Durante mais de uma década,
Mathieu van der Poel construiu as suas épocas com um ritmo familiar. O inverno pertencia ao
ciclocrosse, onde se afirmou como um dos corredores mais dominantes que a disciplina alguma vez viu. A primavera trazia depois a campanha de estrada, à qual acrescentou vitórias em Monumentos e um título mundial a um palmarés já notável.
Mas a ideia de que as duas vertentes têm de andar sempre de mãos dadas está agora a ser questionada pelo próprio neerlandês.
Em declarações ao WielerFlits, Van der Poel voltou a deixar no ar que um inverno sem ciclocrosse continua a ser uma possibilidade real, enquanto pondera como preparar da melhor forma as épocas de estrada nos próximos anos.
“Faria isso sobretudo a pensar na época de estrada, sim”, explicou Van der Poel ao abordar a hipótese de saltar um inverno de ciclocrosse. “Para poder descansar um pouco mais durante o inverno. Por exemplo, ficando em Espanha todo o inverno e treinando lá”.
A questionar o percurso tradicional do ciclocrosse
O ciclocrosse foi durante muito tempo central na preparação de Van der Poel. A alta intensidade das corridas de inverno serviu historicamente de base para a sua forma inicial na estrada, permitindo-lhe chegar às Clássicas já perto do pico.
Ainda assim, Van der Poel sugeriu que a abordagem pode já não ser essencial. “Não penso que precise absolutamente do ciclocrosse para atingir o meu melhor nível. Certamente que não. Talvez até possa ser melhor sem cross? Se não experimentares, não sabes”.
Para um corredor que passou grande parte da carreira a provar que o sucesso entre disciplinas pode coexistir, a ideia representa uma mudança subtil, mas significativa, de pensamento.
As exigências das ambições na estrada de Van der Poel têm crescido de forma constante nos últimos anos. Vitórias em Monumentos, objetivos de campeonato do mundo e um calendário carregado tornam a gestão da fadiga e dos blocos de treino cada vez mais importante. Um inverno centrado apenas no treino, em vez da competição, pode oferecer uma via diferente de entrada na época de estrada.
Uma mudança no inverno pode redesenhar o calendário
As declarações de Van der Poel surgiram também no contexto da sua ausência da Strade Bianche este ano, prova que muitos consideram feita à medida do seu estilo explosivo.
Embora admita algum arrependimento, apontou o planeamento global por trás do calendário atual após uma campanha de ciclocrosse. “Arrependo-me? Um bocadinho, sim”, reconheceu Van der Poel. “Claro que é uma corrida na qual gostaria de participar. Mas o calendário que fizemos é bom, penso eu, depois de uma época de ciclocrosse”.
Crucialmente, também deixou em aberto a possibilidade de regressar noutras circunstâncias. “E talvez um dia volte a fazer a Strade, depois de um inverno diferente”.
Tal observação alimenta inevitavelmente a discussão sobre como poderá ser um futuro programa de inverno se o ciclocrosse sair da equação. Blocos de treino em Espanha e uma preparação mais longa para a estrada podem redefinir não só a sua preparação, como também as corridas que escolhe.
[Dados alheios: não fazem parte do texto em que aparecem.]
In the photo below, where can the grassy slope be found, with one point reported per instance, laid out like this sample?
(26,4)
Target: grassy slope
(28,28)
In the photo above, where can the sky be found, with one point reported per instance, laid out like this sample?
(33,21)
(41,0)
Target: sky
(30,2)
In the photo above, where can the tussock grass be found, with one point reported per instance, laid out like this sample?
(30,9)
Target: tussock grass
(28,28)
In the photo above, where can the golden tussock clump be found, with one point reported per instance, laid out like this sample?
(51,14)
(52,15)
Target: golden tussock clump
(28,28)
Van der Poel deixou igualmente claro que o aumento da dureza da própria Strade Bianche nunca seria motivo para ficar de fora. “A corrida é o que é. Não a devem adaptar ao que eu quero. É simplesmente uma prova muito dura. Penso que no sábado se viu novamente que será sempre difícil vencer lá”.
Ainda assim, a mentalidade do neerlandês mantém-se inalterada na escolha do calendário. “Mas se só alinhares em corridas que podes ganhar, então também não começaria o Tirreno. Gostaria de lá voltar um dia”.
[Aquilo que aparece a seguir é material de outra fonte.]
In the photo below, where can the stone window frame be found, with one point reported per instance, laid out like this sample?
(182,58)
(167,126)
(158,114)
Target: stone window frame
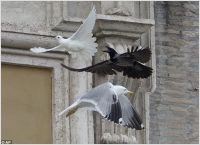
(59,87)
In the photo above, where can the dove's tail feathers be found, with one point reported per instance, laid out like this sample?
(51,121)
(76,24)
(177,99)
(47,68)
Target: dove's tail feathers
(40,49)
(70,110)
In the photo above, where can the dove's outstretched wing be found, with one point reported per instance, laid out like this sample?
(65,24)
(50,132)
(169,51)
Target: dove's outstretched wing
(40,49)
(84,35)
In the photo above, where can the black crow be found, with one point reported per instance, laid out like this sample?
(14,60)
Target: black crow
(130,63)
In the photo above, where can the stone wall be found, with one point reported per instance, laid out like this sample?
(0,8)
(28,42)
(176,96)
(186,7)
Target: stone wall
(174,106)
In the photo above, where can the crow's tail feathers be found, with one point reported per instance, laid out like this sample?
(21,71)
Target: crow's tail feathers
(138,70)
(142,55)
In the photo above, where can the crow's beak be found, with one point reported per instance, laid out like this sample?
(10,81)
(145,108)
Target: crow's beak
(130,94)
(106,50)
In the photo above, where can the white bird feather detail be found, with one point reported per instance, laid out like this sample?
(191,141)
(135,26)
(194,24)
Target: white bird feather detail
(81,42)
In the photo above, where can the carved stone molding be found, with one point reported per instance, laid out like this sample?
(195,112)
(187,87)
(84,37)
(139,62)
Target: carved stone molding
(110,25)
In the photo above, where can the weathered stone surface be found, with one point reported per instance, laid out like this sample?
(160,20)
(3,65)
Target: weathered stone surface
(174,115)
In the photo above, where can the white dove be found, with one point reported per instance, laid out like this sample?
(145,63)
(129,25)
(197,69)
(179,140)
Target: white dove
(80,43)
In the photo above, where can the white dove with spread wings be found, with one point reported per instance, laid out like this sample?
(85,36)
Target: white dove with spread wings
(80,43)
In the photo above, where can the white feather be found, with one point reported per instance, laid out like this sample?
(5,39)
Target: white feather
(81,42)
(40,49)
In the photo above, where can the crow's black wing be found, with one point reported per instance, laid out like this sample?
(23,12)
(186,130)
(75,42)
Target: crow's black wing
(137,70)
(141,55)
(102,68)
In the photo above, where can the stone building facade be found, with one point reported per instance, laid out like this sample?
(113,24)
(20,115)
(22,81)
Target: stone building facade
(174,106)
(167,101)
Para já, a possibilidade de um inverno sem ciclocrosse é isso mesmo: uma possibilidade. Mas as mais recentes declarações de Van der Poel deixam claro que a ideia já não é teórica. Após mais de uma década a equilibrar a lama e o asfalto, o mais bem-sucedido corredor multidisciplinar da sua geração admite abertamente que a próxima fase da carreira pode começar com um inverno inteiramente diferente.